Opinion
110207/06.
August 20, 2009.
DECISION, ORDER AND JUDGMENT
The motion for summary judgment made pursuant to CPLR § 3212 by plaintiff Virginia Surety Insurance Company ("Virginia Surety") for an order declaring that it is not obligated to defend or indemnify co-defendant Harway Terrace, Inc. ("Harway Terrace") is hereby denied, and co-defendant Harway Terrace's cross-motion for attorneys fees and summary judgment declaring that plaintiff Virginia Surety may not disclaim an obligation to defend and indemnify Harway Terrace is hereby granted, for the reasons stated more fully below.
This action arises from another action captioned Bendy Eugene v. The Board of Education of the City of New York, the City of New York, New York City Police Department School Safety Division and Harway Terrace, Inc., pending in the Supreme Court of the State of New York, Kings County, under Index No. 7373/06 ("the underlying action"). The underlying action involves a June 2004 incident in which Bendy Eugene, then a high school sophomore, was severely beaten on the fourth floor of an apartment building owned by Harway Terrace. Mr. Eugene lost three teeth and his jaw was broken.
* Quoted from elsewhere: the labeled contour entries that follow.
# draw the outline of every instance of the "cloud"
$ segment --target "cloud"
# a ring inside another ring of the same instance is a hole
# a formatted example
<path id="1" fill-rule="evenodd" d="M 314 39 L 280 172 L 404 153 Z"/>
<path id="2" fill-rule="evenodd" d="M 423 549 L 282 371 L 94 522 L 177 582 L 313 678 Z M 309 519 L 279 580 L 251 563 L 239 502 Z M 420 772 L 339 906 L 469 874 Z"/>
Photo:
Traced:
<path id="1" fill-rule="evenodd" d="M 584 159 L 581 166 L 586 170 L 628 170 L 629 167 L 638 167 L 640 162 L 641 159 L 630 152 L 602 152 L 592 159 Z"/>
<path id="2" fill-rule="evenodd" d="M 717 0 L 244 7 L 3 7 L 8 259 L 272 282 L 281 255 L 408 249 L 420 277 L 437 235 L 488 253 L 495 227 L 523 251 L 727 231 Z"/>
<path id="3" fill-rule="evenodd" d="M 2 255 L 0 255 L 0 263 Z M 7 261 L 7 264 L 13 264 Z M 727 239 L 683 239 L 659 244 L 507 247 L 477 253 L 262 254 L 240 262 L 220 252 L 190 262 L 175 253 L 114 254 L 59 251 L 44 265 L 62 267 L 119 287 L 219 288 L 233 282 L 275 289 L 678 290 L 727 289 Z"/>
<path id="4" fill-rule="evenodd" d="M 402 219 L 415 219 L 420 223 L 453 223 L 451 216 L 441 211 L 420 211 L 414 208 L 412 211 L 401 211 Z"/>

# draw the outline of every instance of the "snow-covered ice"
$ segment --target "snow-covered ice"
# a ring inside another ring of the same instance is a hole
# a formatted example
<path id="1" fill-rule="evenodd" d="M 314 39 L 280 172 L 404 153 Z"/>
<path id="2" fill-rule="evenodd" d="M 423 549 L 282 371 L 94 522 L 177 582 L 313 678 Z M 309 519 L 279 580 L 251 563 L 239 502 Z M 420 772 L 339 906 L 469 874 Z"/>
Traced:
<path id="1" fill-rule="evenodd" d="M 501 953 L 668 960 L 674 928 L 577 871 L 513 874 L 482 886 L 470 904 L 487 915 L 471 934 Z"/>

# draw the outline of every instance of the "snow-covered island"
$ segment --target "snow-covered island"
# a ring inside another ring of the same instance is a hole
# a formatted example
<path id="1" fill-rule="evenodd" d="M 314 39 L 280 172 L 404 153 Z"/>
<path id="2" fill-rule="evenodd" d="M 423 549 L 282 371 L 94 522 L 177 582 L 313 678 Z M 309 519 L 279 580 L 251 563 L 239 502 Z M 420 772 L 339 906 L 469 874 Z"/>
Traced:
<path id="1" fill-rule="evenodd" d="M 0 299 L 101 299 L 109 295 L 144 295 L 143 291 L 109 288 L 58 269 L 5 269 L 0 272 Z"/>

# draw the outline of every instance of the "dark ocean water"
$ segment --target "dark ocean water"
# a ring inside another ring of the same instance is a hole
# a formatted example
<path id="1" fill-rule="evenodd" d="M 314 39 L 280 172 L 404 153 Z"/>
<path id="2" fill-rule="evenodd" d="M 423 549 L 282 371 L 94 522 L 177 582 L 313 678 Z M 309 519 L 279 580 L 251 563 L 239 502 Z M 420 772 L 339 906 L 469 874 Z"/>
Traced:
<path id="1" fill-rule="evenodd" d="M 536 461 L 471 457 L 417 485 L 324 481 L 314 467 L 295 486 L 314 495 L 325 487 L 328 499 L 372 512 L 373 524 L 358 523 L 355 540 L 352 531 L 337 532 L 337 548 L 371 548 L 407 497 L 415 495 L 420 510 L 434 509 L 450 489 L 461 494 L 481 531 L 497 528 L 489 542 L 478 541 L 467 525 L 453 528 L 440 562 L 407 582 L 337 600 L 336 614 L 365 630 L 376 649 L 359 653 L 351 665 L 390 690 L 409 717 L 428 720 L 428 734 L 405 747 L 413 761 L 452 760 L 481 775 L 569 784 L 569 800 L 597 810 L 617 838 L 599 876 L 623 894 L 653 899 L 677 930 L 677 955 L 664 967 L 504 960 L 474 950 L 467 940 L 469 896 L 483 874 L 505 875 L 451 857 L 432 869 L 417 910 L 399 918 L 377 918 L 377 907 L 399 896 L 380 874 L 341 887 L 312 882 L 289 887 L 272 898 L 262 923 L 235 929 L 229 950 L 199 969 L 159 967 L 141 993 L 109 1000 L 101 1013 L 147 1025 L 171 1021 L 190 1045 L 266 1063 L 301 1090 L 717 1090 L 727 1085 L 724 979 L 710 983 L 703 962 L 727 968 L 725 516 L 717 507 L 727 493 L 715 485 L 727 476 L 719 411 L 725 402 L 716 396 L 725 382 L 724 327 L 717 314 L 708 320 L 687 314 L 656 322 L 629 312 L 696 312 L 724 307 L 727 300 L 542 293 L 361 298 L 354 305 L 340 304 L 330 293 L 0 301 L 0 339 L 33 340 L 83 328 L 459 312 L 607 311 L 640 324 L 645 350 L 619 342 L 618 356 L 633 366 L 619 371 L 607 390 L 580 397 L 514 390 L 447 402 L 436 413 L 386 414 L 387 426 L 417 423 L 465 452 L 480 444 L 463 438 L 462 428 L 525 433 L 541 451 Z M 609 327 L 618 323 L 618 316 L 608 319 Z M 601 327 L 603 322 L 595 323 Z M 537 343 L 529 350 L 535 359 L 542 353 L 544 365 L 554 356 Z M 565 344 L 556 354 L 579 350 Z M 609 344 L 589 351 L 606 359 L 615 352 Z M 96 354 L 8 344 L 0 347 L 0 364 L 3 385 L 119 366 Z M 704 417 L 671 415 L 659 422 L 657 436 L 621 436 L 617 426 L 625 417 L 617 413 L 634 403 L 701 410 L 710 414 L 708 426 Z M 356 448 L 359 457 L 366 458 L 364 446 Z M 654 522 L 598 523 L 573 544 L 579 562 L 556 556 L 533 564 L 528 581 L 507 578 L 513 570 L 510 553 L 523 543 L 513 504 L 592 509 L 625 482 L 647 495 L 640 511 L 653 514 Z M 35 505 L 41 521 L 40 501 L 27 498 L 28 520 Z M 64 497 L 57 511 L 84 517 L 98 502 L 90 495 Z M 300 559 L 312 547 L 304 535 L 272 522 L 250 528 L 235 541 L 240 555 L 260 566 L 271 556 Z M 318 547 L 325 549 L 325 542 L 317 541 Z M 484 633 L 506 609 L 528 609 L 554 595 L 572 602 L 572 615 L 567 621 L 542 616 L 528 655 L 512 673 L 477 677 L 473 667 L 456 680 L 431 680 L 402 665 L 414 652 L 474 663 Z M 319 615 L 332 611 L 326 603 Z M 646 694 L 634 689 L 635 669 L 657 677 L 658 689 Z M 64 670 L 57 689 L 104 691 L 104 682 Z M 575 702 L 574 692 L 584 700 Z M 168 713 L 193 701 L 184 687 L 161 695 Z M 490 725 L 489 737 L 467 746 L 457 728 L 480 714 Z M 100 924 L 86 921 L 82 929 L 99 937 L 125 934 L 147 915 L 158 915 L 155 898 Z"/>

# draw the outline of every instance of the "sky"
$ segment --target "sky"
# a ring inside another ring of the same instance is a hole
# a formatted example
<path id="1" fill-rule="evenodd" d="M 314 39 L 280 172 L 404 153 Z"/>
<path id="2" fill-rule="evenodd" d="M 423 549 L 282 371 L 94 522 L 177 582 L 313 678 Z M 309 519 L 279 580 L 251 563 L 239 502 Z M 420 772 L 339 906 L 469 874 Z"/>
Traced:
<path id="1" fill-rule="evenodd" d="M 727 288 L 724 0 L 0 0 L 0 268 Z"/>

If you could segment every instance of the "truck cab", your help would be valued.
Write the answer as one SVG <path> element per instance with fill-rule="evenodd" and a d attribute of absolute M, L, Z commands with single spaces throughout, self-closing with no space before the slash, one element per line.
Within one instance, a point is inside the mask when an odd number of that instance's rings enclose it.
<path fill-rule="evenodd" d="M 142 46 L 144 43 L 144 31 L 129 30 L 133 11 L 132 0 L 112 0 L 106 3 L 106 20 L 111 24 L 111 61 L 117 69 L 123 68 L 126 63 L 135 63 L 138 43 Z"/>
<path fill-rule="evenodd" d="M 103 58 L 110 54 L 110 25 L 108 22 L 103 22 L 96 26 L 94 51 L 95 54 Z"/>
At the time of the incident, Mr. Eugene was a student at John Dewey High School ("John Dewey"), located across the street from Harway Terrace. Mr. Eugene was not a resident of Harway Terrace and nor were his assailants.
In the underlying action, Mr. Eugene alleges among other things that his injuries were caused by Harway Terrace's negligent failure to secure the common areas in the building and by its failure to prevent "intruders, vagrants, and derelicts from roaming, entering and remaining in and about the premises."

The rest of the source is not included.